As some know, I grew up with Kenny Davern and watched him play some avant
garde. And listened to him talk about both sides of avant garde. The fun and
challenge he had doing it, and also his opinion that some who claimed to
play it were "just running the changes". Both of us marveled about how
"together" the band of Ornette Coleman, Don Cherry and Charlie Hayden was
when we first hear it circa 1960 at the Five Spot in NYC. How they listened
to each other, etc.
Does the mass audience like avant garde? Probably not, but then they don't
like modern classical either. (And most probably don't really like OKOM
either, regardless of what some tell us when we perform).
But there certainly are audiences that appreciate both. About 1 AM this
morning I saw a broadcast of a recent Newport Jazz Festival. Don't know the
group playing or the year as I hit it while surfing TV and preparing a late
night snack. Very Avant Garde Group. The camera panned the audience and
while some were hardly reacting, they were outnumbered by those who were
obviously very much into it, nodding, smiling, tapping their feet.

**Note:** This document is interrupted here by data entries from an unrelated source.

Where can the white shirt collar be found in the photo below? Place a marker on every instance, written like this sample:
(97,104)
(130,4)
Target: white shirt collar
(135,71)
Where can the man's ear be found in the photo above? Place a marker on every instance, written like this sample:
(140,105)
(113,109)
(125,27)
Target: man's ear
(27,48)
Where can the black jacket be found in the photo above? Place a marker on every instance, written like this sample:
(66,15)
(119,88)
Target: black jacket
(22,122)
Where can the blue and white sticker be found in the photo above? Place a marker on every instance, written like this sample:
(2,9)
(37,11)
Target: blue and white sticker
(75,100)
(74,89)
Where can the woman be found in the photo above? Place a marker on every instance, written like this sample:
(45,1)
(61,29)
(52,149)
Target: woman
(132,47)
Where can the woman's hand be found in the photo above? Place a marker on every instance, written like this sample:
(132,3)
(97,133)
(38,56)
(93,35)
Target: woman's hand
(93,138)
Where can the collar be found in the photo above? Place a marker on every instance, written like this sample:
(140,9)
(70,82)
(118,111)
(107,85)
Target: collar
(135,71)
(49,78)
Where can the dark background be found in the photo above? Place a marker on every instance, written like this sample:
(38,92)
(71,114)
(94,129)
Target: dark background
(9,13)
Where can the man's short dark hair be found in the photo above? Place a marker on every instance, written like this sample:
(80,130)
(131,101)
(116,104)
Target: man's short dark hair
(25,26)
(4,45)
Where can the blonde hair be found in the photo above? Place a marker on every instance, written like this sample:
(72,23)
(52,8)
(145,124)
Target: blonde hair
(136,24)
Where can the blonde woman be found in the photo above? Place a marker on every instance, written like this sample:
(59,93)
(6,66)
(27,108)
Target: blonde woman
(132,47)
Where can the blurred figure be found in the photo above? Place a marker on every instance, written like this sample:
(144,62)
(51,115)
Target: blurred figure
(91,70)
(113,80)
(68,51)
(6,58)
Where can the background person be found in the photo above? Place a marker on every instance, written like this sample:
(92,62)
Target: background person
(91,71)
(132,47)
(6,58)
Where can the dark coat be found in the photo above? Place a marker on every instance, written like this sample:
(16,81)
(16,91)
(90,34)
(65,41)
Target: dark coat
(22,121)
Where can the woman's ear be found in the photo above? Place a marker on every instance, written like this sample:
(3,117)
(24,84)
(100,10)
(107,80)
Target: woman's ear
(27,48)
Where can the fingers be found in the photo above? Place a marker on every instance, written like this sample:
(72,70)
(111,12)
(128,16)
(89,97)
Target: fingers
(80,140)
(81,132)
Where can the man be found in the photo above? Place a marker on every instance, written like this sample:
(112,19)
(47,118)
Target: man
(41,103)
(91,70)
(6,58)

Do some go to hear it in fancy places because they want to appear hip and
want to be seen on the scene? Sure. But that is also true of every OKOM
festival audience out there. Only they want to be hep.
Could someone like Cecil Taylor exist without financial support from the
"Arts" groups, or other patrons? Who knows, but then Van Gogh couldn't have
existed without similar financial support either.
One thing all of us musos know is that we hear very differently from most
other people. and like Bob Ringwald says, we easily multi task. We play and
hear at the same time, whether that play is on a musical instrument, or us
talking while someone else is performing.
What does the audience hear? Hopefully us.